A estética de Murad é marcada pela opulência, pelo domínio absoluto do bordado artesanal e por uma visão de feminilidade que combina força e sedução. Cada criação carrega a alma do Oriente com a sofisticação do Ocidente, traduzida em peças meticulosamente bordadas, construídas para celebrar o corpo feminino em sua plenitude.

Desde sua estreia no calendário oficial da Haute Couture em Paris, @zuhairmuradofficial tornou-se presença constante nas semanas de moda e nos tapetes vermelhos do mundo todo.
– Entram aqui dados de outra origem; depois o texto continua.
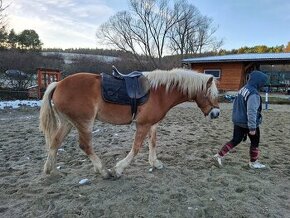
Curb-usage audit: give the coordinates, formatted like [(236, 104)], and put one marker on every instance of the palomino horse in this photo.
[(77, 101)]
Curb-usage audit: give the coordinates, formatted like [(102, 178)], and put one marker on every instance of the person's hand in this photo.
[(253, 132)]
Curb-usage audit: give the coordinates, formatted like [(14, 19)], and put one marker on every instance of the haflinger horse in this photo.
[(76, 101)]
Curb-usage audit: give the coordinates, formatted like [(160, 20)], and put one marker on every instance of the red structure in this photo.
[(44, 78)]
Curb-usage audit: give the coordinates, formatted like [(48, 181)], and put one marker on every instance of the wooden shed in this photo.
[(232, 70), (45, 76)]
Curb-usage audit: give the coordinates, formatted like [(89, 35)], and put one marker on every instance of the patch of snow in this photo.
[(19, 103)]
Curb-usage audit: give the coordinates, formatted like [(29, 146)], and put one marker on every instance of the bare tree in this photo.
[(194, 33), (143, 31), (2, 15), (153, 27)]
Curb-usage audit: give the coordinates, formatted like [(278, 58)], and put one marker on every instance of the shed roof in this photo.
[(252, 57)]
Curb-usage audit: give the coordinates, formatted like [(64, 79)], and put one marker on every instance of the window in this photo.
[(215, 72)]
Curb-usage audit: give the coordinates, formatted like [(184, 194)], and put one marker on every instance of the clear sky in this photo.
[(73, 23)]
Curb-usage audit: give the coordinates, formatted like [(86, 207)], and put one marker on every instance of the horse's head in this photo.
[(207, 100)]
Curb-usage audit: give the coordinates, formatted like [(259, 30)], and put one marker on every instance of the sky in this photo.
[(73, 23)]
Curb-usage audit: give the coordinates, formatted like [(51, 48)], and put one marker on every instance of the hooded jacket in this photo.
[(247, 105)]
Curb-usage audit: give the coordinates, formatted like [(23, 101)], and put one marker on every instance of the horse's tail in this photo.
[(48, 118)]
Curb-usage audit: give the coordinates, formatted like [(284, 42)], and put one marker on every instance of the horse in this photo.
[(76, 101)]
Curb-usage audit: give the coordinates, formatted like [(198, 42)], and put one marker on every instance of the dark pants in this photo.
[(240, 132)]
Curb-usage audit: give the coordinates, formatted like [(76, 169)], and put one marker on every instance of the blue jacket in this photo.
[(247, 105)]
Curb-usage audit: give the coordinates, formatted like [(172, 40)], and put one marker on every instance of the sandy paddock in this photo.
[(189, 185)]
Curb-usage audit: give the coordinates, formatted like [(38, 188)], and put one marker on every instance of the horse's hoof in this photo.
[(113, 175), (158, 165)]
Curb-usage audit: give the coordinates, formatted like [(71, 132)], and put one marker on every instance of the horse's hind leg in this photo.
[(141, 132), (60, 134), (85, 138), (154, 162)]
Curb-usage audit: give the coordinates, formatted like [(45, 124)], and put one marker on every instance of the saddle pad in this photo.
[(114, 91)]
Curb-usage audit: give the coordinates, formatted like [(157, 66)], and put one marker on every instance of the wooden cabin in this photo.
[(44, 78), (232, 70)]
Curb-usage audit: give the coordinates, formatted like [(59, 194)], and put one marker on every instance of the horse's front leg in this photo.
[(60, 134), (141, 133), (154, 162)]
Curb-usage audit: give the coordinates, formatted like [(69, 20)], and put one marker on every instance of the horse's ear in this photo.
[(208, 84)]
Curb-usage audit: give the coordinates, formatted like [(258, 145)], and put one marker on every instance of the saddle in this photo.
[(125, 89)]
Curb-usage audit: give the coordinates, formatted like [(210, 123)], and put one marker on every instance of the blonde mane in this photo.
[(189, 82)]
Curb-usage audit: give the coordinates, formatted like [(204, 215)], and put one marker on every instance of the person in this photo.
[(246, 117)]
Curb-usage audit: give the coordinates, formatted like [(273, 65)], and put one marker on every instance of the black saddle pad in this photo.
[(114, 91)]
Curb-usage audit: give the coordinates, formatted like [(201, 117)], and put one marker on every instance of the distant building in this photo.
[(232, 70)]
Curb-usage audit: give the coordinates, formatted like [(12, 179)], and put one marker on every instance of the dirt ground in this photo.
[(190, 185)]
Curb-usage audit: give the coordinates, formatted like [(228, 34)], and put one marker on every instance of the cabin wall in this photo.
[(232, 76)]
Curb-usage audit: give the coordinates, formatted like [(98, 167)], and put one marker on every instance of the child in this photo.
[(247, 117)]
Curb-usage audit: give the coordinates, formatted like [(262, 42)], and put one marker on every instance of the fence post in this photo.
[(267, 99)]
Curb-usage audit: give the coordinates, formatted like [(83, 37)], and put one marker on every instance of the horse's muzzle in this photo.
[(214, 113)]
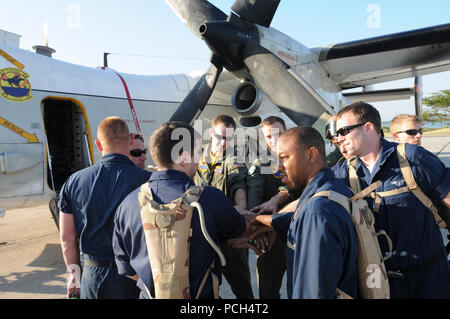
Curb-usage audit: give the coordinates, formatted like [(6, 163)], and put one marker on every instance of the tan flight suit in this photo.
[(228, 175)]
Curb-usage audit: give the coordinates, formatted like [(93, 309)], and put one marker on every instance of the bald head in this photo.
[(114, 135)]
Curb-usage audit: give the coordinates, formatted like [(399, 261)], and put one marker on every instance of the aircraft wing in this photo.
[(388, 58)]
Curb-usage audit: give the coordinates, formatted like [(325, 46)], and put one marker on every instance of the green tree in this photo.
[(438, 109)]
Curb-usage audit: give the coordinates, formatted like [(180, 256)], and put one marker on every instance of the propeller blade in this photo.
[(194, 13), (197, 98), (290, 94), (260, 11), (241, 48)]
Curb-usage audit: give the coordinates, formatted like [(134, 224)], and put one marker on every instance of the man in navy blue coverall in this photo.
[(88, 201), (173, 178), (321, 252), (418, 267)]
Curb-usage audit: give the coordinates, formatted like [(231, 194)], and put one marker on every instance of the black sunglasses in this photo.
[(221, 137), (137, 152), (412, 132), (346, 129)]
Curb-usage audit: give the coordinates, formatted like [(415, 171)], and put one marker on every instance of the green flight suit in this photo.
[(228, 175), (262, 185)]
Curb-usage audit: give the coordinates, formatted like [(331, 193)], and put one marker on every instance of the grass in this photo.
[(426, 131)]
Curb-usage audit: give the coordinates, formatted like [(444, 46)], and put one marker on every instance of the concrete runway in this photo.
[(31, 263)]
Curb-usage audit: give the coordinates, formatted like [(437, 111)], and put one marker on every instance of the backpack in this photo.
[(411, 185), (372, 275), (167, 235)]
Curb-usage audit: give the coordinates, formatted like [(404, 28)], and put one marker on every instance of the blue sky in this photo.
[(82, 30)]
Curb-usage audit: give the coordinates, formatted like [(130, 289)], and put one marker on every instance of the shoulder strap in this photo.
[(353, 177), (344, 201), (192, 194), (145, 195), (412, 185)]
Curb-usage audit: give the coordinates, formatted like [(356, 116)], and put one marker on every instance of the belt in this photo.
[(419, 267), (98, 263)]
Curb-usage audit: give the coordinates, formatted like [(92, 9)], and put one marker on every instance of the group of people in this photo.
[(265, 206)]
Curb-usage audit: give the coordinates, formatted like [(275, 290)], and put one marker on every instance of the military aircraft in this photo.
[(50, 109)]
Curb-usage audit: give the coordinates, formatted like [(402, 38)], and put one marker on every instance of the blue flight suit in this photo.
[(322, 245), (223, 222), (418, 259), (92, 195)]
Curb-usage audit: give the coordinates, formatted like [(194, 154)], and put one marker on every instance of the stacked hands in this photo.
[(259, 235)]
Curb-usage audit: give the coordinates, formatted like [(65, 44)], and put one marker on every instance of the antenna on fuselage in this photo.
[(44, 49)]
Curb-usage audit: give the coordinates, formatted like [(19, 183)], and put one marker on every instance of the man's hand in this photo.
[(271, 206), (248, 215)]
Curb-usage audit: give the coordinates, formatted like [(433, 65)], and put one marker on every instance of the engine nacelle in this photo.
[(246, 98)]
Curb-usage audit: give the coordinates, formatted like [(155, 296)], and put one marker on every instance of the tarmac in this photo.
[(31, 262)]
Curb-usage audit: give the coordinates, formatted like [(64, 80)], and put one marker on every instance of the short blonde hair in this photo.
[(112, 131), (400, 119)]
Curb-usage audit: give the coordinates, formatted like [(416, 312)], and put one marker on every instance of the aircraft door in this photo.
[(21, 169), (68, 139)]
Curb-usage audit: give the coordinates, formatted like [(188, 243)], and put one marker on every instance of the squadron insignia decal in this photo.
[(14, 85)]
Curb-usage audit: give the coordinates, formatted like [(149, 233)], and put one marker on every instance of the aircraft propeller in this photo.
[(235, 45)]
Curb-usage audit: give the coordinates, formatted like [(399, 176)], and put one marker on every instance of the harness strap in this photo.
[(215, 280), (412, 185), (353, 177)]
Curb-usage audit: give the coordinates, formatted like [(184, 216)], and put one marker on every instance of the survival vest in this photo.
[(411, 185), (167, 235), (372, 275)]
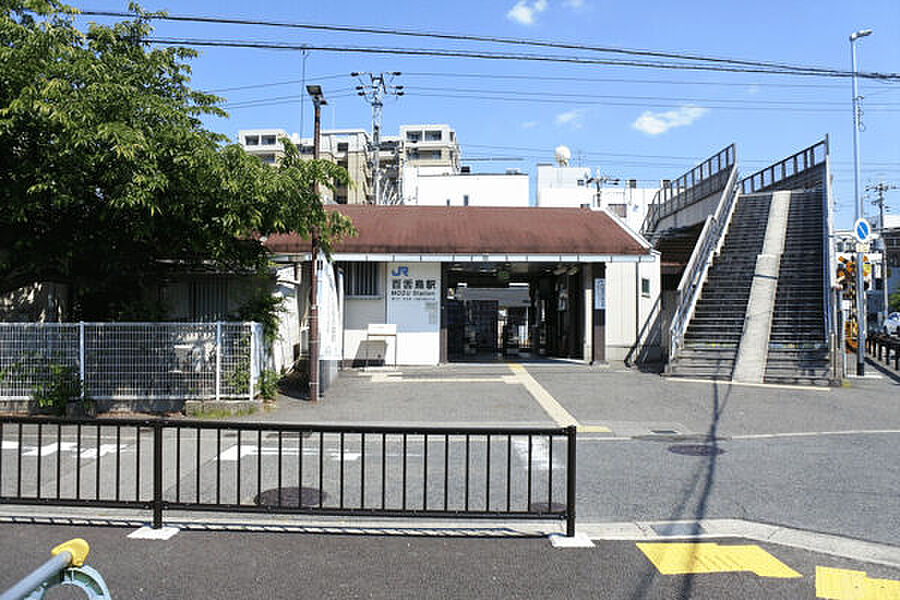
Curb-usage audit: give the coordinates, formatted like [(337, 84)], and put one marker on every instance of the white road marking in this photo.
[(230, 454), (53, 448), (540, 453), (148, 533)]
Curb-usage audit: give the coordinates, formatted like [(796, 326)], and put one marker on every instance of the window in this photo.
[(360, 279), (620, 210), (208, 299)]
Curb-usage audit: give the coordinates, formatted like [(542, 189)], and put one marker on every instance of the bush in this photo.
[(268, 384), (62, 385)]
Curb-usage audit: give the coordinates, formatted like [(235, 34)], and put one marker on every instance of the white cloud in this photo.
[(524, 12), (653, 123), (572, 118)]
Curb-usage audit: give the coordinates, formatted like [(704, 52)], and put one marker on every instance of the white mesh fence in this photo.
[(133, 360)]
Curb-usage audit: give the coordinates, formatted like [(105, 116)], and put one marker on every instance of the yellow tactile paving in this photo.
[(843, 584), (707, 557)]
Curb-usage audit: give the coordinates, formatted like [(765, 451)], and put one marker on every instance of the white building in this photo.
[(423, 188)]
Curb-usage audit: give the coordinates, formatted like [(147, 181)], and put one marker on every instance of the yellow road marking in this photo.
[(708, 557), (553, 408), (843, 584)]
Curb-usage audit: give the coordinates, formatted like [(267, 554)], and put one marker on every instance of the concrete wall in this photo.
[(633, 324), (452, 190)]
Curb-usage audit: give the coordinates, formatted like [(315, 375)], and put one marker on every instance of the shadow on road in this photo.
[(701, 482)]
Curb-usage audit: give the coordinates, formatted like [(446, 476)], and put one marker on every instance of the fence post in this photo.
[(570, 481), (81, 369), (253, 342), (218, 360), (157, 474)]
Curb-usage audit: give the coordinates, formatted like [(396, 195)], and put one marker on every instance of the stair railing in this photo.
[(708, 245)]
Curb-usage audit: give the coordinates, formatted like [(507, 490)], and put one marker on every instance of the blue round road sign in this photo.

Sua maison representa hoje uma das expressões mais reconhecíveis do luxo feito à mão, onde tradição, drama e romantismo convivem com uma técnica impecável.

Zuhair Murad oferece experiências visuais e emocionais. Seu trabalho eleva a alta-costura à condição de arte, preservando o savoir-faire clássico ao mesmo tempo em que dialoga com a sensualidade moderna.